Charlotte Perkins Gilman wrote the Yellow Wallpaper in 1891. For many years she had suffered from severe and continuous nervous breakdown. She found that doctors and specialist were unsympathetic and they warned her never to write again. However, with the help of a friend she disregarded the doctor’s advice and began to write again. She slowly began to live a normal life again and regained some power and control over her own life. The story is an account of a middle class, nineteenth century woman and her struggle with mental illness. She is intelligent and likes to write.
She craves intellectual company and stimulation. However, her husband, who is a doctor, advises complete bed rest and has forbidden her to write. A first person narrator tells the story. It is written in the style of her diary, which gives the reader an intimate glimpse into her mind. This enables the reader to trace her decline into insanity. In the first entry the narrator describes the house with mixed feelings. On the one hand, she compliments the house and calls it “The most beautiful place” with a “delicious garden” (p128) but then she seems apprehensive.
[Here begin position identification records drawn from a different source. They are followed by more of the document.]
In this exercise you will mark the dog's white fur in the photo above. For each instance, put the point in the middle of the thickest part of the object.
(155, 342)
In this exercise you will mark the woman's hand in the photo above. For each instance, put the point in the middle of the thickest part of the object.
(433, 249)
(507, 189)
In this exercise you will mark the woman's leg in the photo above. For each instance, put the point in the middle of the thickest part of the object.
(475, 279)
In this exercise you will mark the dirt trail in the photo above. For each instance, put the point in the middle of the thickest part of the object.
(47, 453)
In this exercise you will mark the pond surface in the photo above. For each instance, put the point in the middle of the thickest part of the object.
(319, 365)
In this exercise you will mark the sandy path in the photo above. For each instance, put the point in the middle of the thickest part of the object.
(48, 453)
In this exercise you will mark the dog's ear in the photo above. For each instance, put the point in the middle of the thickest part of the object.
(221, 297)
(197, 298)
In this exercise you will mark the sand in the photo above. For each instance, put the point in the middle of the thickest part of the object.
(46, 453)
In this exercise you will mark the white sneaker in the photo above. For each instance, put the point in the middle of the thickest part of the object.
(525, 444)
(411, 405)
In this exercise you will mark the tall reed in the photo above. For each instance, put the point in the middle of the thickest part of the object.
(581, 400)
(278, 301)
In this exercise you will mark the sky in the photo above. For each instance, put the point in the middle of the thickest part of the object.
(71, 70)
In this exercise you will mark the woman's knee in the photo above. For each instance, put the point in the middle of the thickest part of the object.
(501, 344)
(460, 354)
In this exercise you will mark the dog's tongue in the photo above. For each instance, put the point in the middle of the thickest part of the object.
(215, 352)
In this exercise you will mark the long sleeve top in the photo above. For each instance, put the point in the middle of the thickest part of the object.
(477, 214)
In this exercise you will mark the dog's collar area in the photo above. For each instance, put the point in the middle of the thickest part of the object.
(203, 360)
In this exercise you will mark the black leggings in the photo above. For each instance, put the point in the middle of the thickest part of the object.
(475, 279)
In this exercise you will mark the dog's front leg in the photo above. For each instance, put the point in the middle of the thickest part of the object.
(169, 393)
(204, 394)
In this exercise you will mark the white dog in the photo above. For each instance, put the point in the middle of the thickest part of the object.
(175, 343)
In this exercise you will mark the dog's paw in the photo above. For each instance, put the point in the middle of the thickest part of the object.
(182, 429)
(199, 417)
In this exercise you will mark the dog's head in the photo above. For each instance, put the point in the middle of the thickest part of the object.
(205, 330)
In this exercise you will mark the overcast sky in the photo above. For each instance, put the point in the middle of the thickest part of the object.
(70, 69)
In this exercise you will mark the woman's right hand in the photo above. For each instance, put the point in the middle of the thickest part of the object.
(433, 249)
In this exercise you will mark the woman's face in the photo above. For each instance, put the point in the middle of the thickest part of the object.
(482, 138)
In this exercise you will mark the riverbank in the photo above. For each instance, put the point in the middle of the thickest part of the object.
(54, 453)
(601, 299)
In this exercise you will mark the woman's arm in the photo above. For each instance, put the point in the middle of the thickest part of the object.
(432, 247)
She dismisses the thoughts that the house may be “haunted” but she still feels that there is “something queer about it. ” Perhaps she lays aside her trepidation, as she is afraid of her husband’s ridicule. “John laughs at me of course” (p139) She ends this first entry with a hasty and worried warning about being caught writing by her husband. The second entry has leapt forward in time by two weeks and we are aware of the deterioration of her health. The first part of this entry is erratic as she takes pains to describe her illness.
She feels guilty for being incapable as, “It does weigh on me not to do my duty in anyway” She has begun to imagine the wallpaper as a malignant force and has attached to it human attributes. “I always fancy… absurd blinking eyes are everywhere. ” (P132) Further evidence of her diminishing mental health is that she now can see a figure behind the design in the wallpaper. Once again this entry ends abruptly as Jennie approaches. This reflects her paranoia of her husband and his sister. The third entry has again leapt forward in time, as has the decline of the narrator’s state of mind.
She no longer seems in control of her emotions “I cry all the time now”. She is now spending much of her time alone in the nursery and she is completely obsessed with the wallpaper. “I’m getting really fond…. Perhaps because of the wallpaper” ” It dwells on my mind so”(p134) She feels a desperate need to express her irrational feelings, but feels unable to speak to her husband. The reader can sense her unconscious cry for help as she says “I wish John would take me away from here” and because her husband has dismissed her plea as a “false and foolish fancy”, her last grasp on sanity is released and she is plunged into utter madness.
By the close of this entry not only is her lunacy apparent but she also harbours an irrational paranoia of her husband and Jennie. She imagines they are scheming and studying the pattern on the wallpaper “I have watched john… looking at the paper” and “I caught Jennie with her hand on it once” (p138) The climax is built in the forth and fifth entries and by the final entry she is completely insane. The last entries begin with a deranged excitement. “Hurrah! ” (P141) The emphasis on her health has changed. She is no longer sluggish and tired all the time.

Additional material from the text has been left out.